Saturday 16 May 2015

Will silver surfers' happy roaming life be consigned to history soon?

THIS camping business is becoming ever more interesting. We are surrounded by people like us - and hardly any of them would have been here 20 or so years ago. Yet we all have something in common.
We are all retired.
What has happened is interesting and socially significant. It is also a transient event that may one day foster an entire ouvre of writing. Maybe I am early in; maybe not.
Here it is - out of the main holiday season the warmer parts of Europe are awash with retired people enjoying the privilege that their pensions buy them. And they are pensions that will never come again after the crash of 2008 and the reaction to it.
But we are not wealthy people with vast pension pots - we are very, very largely people who worked in public service, earning less than they may have in private business but rewarded with vastly superior pensions. Not freely, despite the 'gold-plated' slur of the Daily Flail and co. In fact I can give my own example.
I worked in British Gas as a PR Manager and was moderately well-paid at then £26,000 pa - but I had friends in private industry who reckoned I was a mug as they earned 35k and more. But we had better conditions and although we paid more for our pension so did our employer. And that is what makes it possible for so many similar people from across Europe to travel the southern areas in their retirement.
But note - my 12 years in British Gas, earning less but gaining more in pension, provides the largest part by far of my pension package. The rest is frankly a poor return for what I paid in across 30 years.

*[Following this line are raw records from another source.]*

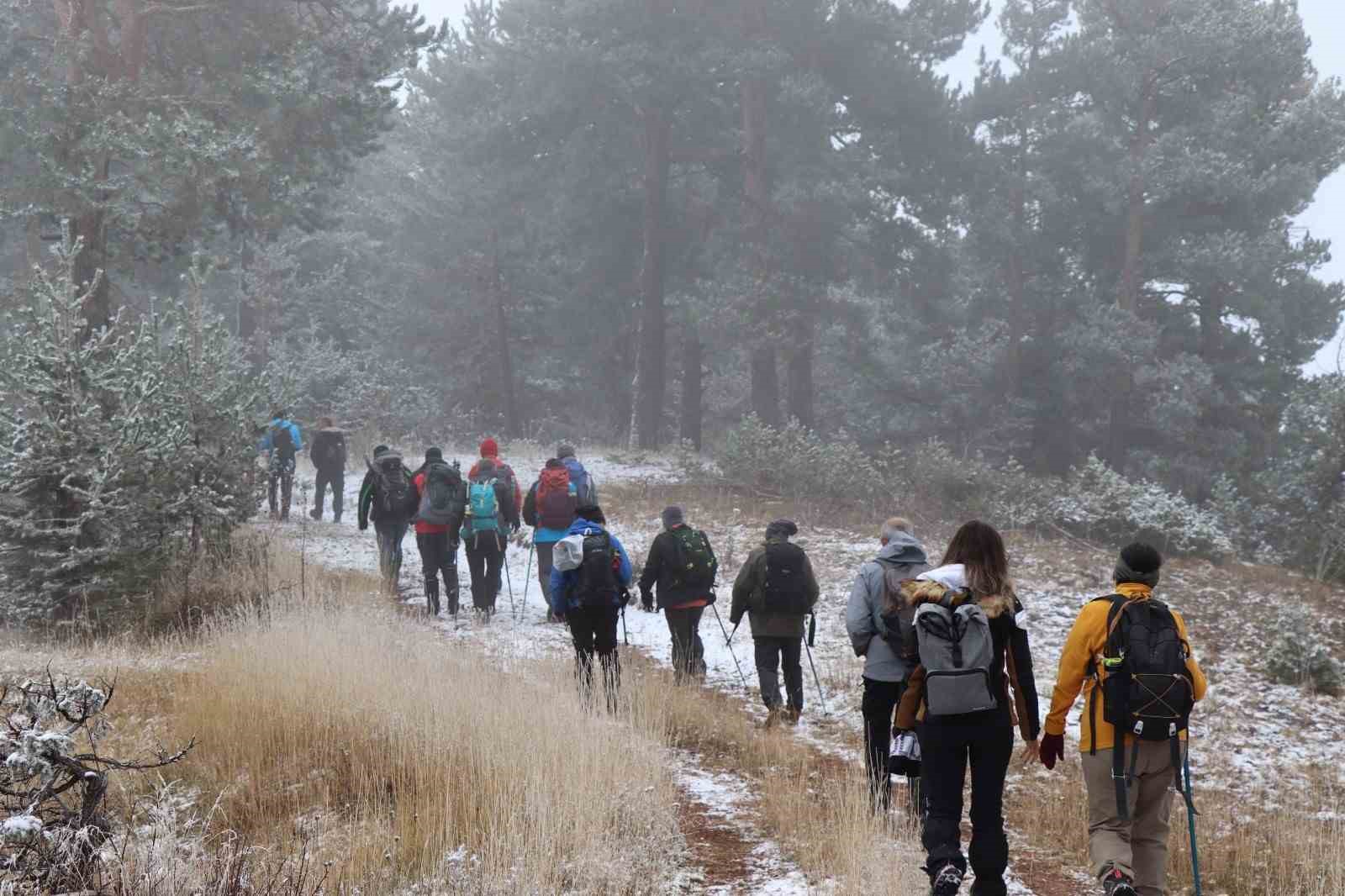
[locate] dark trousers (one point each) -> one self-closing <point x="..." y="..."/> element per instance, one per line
<point x="282" y="478"/>
<point x="946" y="752"/>
<point x="544" y="571"/>
<point x="484" y="560"/>
<point x="390" y="551"/>
<point x="336" y="479"/>
<point x="595" y="633"/>
<point x="770" y="654"/>
<point x="880" y="701"/>
<point x="688" y="649"/>
<point x="439" y="555"/>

But I did earn more in the private sector - I just wasted it like most people.
There is more to it, however. The tenting and caravanning of the latter half of the 20th century has given way to the motor homing of the 21st. Its not as cut and dried as that but close to it. And the motor home is an expensive bit of kit -  three times the price of a caravan of similar age. But, as in my case originally, it is afforded by the cash sum paid either on retirement or redundancy. I am back in a caravan now but that's a different story.
We are surrounded by people in expensive motor homes - some older, some new but most between 30 and 50k GBP. And they spend months at a time down here in the southern half of Europe. We do it, in our caravan. This year we chose spring in France but usually it is winter in southern Spain.

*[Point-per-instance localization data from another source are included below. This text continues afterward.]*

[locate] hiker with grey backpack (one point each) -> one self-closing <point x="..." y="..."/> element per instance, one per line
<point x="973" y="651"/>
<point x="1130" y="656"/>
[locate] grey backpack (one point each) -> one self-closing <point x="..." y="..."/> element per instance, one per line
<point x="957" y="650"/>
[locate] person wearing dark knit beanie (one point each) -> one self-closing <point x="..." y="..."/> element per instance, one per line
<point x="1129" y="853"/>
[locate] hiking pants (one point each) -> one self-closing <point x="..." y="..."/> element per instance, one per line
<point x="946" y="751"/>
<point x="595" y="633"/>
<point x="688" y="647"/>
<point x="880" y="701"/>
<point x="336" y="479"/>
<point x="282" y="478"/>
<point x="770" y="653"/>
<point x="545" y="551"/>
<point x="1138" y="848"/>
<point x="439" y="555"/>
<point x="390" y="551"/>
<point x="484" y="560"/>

And an entire business has sprung up around this phenomena. A Dutch company (huge numbers of Dutch bring their motor homes south every winter) set up a campsite network. Called ACSI, it offers a deal between the member campsites and its membership of users. They get a guaranteed exposure to thousands of potential users; we get cut-price camping out of season. They get bookings when they wouldn't; we get sites that are regularly inspected.

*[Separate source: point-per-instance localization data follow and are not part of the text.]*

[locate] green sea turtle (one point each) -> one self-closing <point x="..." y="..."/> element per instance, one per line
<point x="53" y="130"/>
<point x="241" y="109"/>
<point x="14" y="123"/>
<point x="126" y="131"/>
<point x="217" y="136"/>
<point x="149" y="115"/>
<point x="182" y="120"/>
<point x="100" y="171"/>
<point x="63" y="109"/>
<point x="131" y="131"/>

But that is only part of it - France in particular but also Spain and Portugal have spotted the potential for off-season business. All over are Motor Home sites - designed specifically for short stop motor homers and very basic. Water and power is about it. But that suits the travelling motor homer fine - they will choose an ACSI site for longer stops. These sites are close to town and city centres or major tourist attractions.
But we shall be a dying breed I suggest. The new world does not provide pensions like that. Employment is no longer even vaguely that secure. Companies do not provide anything like the support that we got. And when redundancy or early retirement comes today there is unlikely to be much of a cash pot to fund a posh motor home.
So if I am right the next few years will be a good time to sell off any shares you have in the motor home, caravan or camping business. For it is entirely possible that these busy camp sites will be weed covered deserts within a decade or two.
Sad really since it demonstrates just how devalued labour is in our modern wonderland.